One of the perennial challenges of the writers of successful soap operas is finding original ways to write actors, who have had enough, out of the script. They can’t all be sent off to Canada, and the public sometimes doesn’t like what it gets. When, broadcast on Christmas Day 2012, Downton Abbey’s Matthew Crawley died in a car crash on the way back from visiting his wife and new-born son, the outrage was almost tangible. One nutter even tweeted: ‘Why oh why Lord are you testing me…let alone on the day your son was born?’.
The latest ‘Rexit’, that of Prince Harry and his family, appears to be attracting attention, less because of the human element, and more because of the budget. That isn’t what writers want to see – it detracts from the fairy tale script, and places the whole event in the grubbiness of the real world.
The British press is full of that bombastic and pompously self-righteous term: ‘The British Taxpayer’. How are they going to live? How much is it going to cost ‘us’? While that last question may be appropriate for Leninists, Trotskyites, and Corbynistas, it is not the ticket for a country whose electorate just returned a Conservative government with an 80 seat majority.
The Queen is not a pauper surviving on handouts from the State. Monarchs across the centuries amassed huge fortunes from – inter alia – rape, pillage and murder that gave them direct or indirect control over the means of production and human capital. Nice people all. On assuming the throne in 1760, George III surrendered his income from the ‘Crown Estate’ (basically, his property) in favor of an annual payment from Parliament (the Civil List). The Crown Estate was effectively placed into trust for the State, and the Treasury received the income. That state of affairs lasted for over 250 years until, 7 years ago, the Civil List was replaced by the Sovereign Grant which set the payment to the monarch at 15% of the total net revenues of the Crown Estate (temporarily increased to 25%). Add to this the Royal Family’s private wealth from the Duchies of Lancaster and Cornwall, as well as the occasional flutter on the horses, and the Queen is not short of a pound or two.
Thus, as the right to own private assets is still embodied in British law, and as the Sovereign Grant – as successor to the Civil List – is a contractual agreement to pay royalties at a fixed percentage in perpetuity for the surrender of all control of the Crown Estate by George III, why is it anybody’s business how the wealthy Queen finances her grandson’s welfare? Were the monarchy to be dissolved today in anything other than a communist-style revolution, the royals would be entitled to the two duchies (as at present) and a financial settlement in respect of their rights to income from the Crown Estate. They wouldn’t be living on a council estate as depicted by Adrian Mole creator Sue Townsend in ‘The Queen and I’.

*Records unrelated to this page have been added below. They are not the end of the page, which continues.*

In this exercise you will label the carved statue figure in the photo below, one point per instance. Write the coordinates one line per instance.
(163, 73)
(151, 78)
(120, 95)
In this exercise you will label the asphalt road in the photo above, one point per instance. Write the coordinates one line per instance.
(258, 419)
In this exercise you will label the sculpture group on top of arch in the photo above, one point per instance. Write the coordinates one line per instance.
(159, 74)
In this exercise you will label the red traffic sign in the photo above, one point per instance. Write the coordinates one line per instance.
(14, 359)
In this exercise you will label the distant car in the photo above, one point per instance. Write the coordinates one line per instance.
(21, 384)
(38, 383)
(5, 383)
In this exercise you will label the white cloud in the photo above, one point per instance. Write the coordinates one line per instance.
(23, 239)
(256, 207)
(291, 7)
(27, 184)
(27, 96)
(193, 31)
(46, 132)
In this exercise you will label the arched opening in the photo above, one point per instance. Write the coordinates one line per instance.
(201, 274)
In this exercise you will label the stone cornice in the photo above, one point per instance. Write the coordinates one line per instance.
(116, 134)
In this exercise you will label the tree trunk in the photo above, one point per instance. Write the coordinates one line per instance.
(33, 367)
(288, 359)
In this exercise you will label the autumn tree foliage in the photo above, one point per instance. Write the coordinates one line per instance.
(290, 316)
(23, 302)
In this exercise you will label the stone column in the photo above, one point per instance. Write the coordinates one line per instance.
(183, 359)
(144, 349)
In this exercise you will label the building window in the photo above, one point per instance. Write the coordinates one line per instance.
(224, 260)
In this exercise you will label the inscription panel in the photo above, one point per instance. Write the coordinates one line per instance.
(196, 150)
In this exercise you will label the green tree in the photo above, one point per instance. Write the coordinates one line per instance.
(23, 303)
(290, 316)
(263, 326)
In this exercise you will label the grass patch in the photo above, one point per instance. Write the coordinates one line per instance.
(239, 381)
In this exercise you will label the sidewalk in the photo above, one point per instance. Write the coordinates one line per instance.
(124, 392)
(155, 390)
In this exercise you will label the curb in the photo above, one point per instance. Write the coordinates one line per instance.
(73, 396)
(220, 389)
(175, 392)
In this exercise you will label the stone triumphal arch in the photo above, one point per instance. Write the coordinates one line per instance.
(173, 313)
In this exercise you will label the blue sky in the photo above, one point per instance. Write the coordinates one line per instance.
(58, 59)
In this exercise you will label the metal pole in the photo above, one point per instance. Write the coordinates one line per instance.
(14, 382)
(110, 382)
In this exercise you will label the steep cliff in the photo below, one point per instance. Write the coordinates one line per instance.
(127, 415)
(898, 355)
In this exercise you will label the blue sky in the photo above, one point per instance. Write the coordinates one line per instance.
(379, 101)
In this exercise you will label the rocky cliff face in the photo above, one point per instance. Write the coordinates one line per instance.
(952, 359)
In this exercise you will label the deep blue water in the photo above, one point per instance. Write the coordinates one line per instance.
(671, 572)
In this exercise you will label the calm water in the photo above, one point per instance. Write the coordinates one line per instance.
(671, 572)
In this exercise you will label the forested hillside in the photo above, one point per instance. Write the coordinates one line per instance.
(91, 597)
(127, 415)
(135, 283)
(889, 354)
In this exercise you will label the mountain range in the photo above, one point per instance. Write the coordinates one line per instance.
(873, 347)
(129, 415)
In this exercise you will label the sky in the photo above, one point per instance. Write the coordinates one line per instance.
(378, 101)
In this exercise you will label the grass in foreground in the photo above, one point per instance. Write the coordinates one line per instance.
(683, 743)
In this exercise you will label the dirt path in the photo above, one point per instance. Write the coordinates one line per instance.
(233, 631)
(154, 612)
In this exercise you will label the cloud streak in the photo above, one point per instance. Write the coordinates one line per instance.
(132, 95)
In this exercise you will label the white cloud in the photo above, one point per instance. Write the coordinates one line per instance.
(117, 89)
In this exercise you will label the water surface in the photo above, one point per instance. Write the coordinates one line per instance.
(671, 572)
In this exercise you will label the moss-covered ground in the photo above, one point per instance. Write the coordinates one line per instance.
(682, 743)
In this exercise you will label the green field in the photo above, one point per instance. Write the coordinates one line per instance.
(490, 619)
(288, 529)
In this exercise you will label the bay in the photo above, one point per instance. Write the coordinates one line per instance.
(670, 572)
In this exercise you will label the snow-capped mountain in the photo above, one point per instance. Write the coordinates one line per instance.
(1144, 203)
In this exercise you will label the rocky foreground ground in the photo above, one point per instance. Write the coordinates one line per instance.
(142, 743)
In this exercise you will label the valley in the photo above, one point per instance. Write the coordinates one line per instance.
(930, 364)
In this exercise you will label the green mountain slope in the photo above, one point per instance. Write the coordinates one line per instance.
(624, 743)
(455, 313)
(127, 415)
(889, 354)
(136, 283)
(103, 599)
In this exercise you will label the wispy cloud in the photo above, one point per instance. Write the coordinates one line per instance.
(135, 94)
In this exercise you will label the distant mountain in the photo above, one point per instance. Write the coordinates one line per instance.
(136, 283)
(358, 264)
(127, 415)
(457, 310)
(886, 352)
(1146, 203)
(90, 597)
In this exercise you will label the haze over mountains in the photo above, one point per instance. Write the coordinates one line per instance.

The British Taxpayer can’t even feel indignant over the income tax and capital gains tax position of the monarch anymore. While a king or queen cannot pay tax (it is, after all, HER MAJESTY’s Revenue and Customs), the Queen and Prince Charles have been paying voluntary amounts since 1993 that are supposedly designed to shadow the position of the rest of us.
There is one gaping exception. One of the subplots in Downton Abbey is the recurring issue of Death Duties, today known as Inheritance Tax. It serves as the reason great family after great family is forced to sell their stately home or significant parts of their estate. Under the Queen’s arrangement with her Revenue and Customs, everything she leaves to her successor is not liable to Inheritance Tax (as well as everything inherited from her mum). While it might be argued that the properties included in the Crown Estate (such as Buckingham Palace and Windsor Castle) do not belong to her, Sandringham and Balmoral definitely do (her father even had to buy Balmoral off his abdicating brother), not to mention the assets held by the Duchies.
So, if the press wants to get on its soap box, lay off the Sussexes – that’s a family affair – and concentrate on the death taxes. Of course, were the position to change tomorrow, Her Majesty could transfer all her assets to Charles immediately, and would only have to live 7 years to avoid Inheritance Tax. At 100, she would be a year younger than her mother when she died. Long live the Queen!
Great blog post – but slightly lacking in real tax details (just the 7 year wait) and more of a Speakers Corner rant than anything else. Loved it.